“Non possiamo dimenticare che le nostre opere sono comunque inserite a pieno titolo nel Ssn, sin dalla sua istituzione, e quindi si trovano a dover operare in un settore divenuto sempre più complesso. Inoltre sono tenute a fornire garanzie e tutele alle famiglie dei circa 100mila lavoratori che operano, a diverso titolo, al loro interno”. Lo ha ricordato questa mattina padre Virginio Bebber, presidente dell’Aris, nella relazione pronunciata durante la assemblea nazionale che si svolge a Roma.
“Fatti salvi i diritti dei lavoratori, esse operano in uno stile di gestione non profit”, ha sottolineato il sacerdote, spiegando che “questo significa fuggir proprio dalla logica del profitto. Anzi è proprio per questo che spesso ci troviamo ad affrontare problematiche difficili, a volte insormontabili, specie in campo gestionale. Soprattutto quando i ritardi nei rimborsi da parte delle Regioni mettono in seria difficoltà l’esistenza stessa delle strutture che ancora cercano di far fronte a tagli e devastanti imposizioni che giungono dalle autorità del Paese. Non a caso in questi ultimi anni molte di queste opere sono state costrette a chiudere i battenti per non essere più in grado di far fronte a queste criticità”. “Ciononostante – ha assicurato – continueremo a dare il nostro contributo a tutela dei sofferenti, dei più deboli, con impegno e dedizione, ma al contempo auspichiamo, in questo difficile cammino, maggiore attenzione e senso di responsabilità da parte delle Istituzioni pubbliche e un rinnovato sostegno dall’intera comunità cattolica di cui siamo testimonianza nel mondo della salute”.
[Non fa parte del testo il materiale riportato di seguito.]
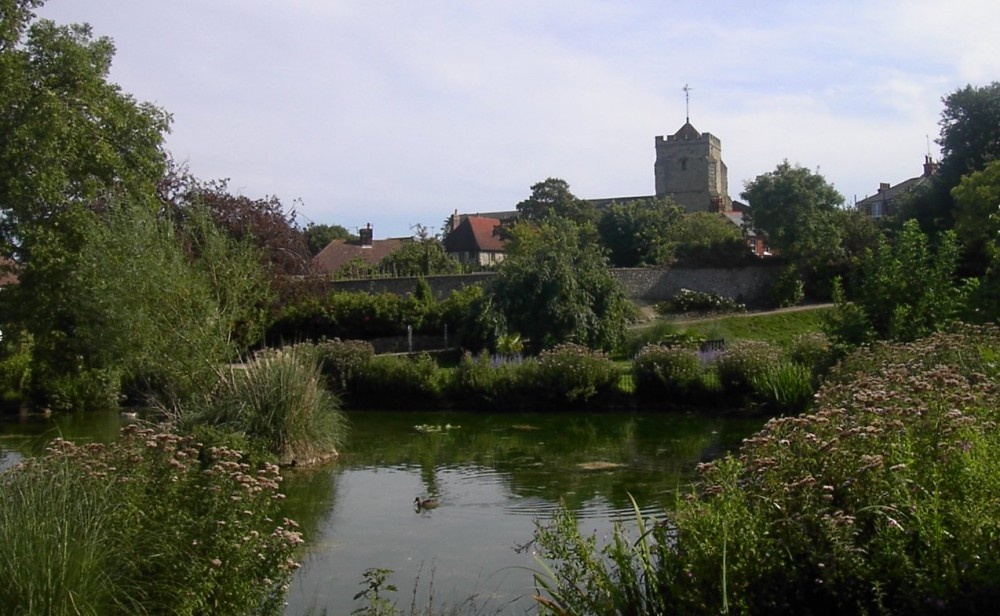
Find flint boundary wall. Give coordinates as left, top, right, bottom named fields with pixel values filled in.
left=329, top=264, right=782, bottom=307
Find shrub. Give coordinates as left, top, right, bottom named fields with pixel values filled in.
left=179, top=349, right=348, bottom=465
left=656, top=288, right=746, bottom=315
left=350, top=353, right=444, bottom=408
left=714, top=339, right=782, bottom=397
left=771, top=264, right=805, bottom=308
left=528, top=344, right=622, bottom=405
left=632, top=344, right=708, bottom=402
left=0, top=427, right=300, bottom=615
left=449, top=352, right=523, bottom=408
left=748, top=360, right=814, bottom=414
left=313, top=338, right=375, bottom=393
left=788, top=331, right=837, bottom=382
Riferendosi alle sofferenze del mondo odierno, padre Bebber ha poi evidenziato la necessità di “costruire una vera e propria rete di solidarietà cattolica che funzioni come un cammino sempre aperto, lungo il quale si trovino a passare ogni istante dei Buoni Samaritani, pronti a caricarsi sulle spalle l’uomo sofferente disteso sul ciglio della strada, per portarlo laddove possa trovare assistenza e cure amorose”. “La sofferenza di uno, qualunque essa sia, deve diventare ‘notizia’ per la comunità – ha ammonito – affinché sia essa stessa in grado di mettere in campo tutte le sue energie per soccorrere chi ha bisogno. Io vedo proprio nella parrocchia il centro di smistamento di questa catena integrata di solidarietà. È nelle sue corde e può farlo. Se c’è bisogno di aiuto e di collaborazione che tutti siano pronti a scendere in campo”.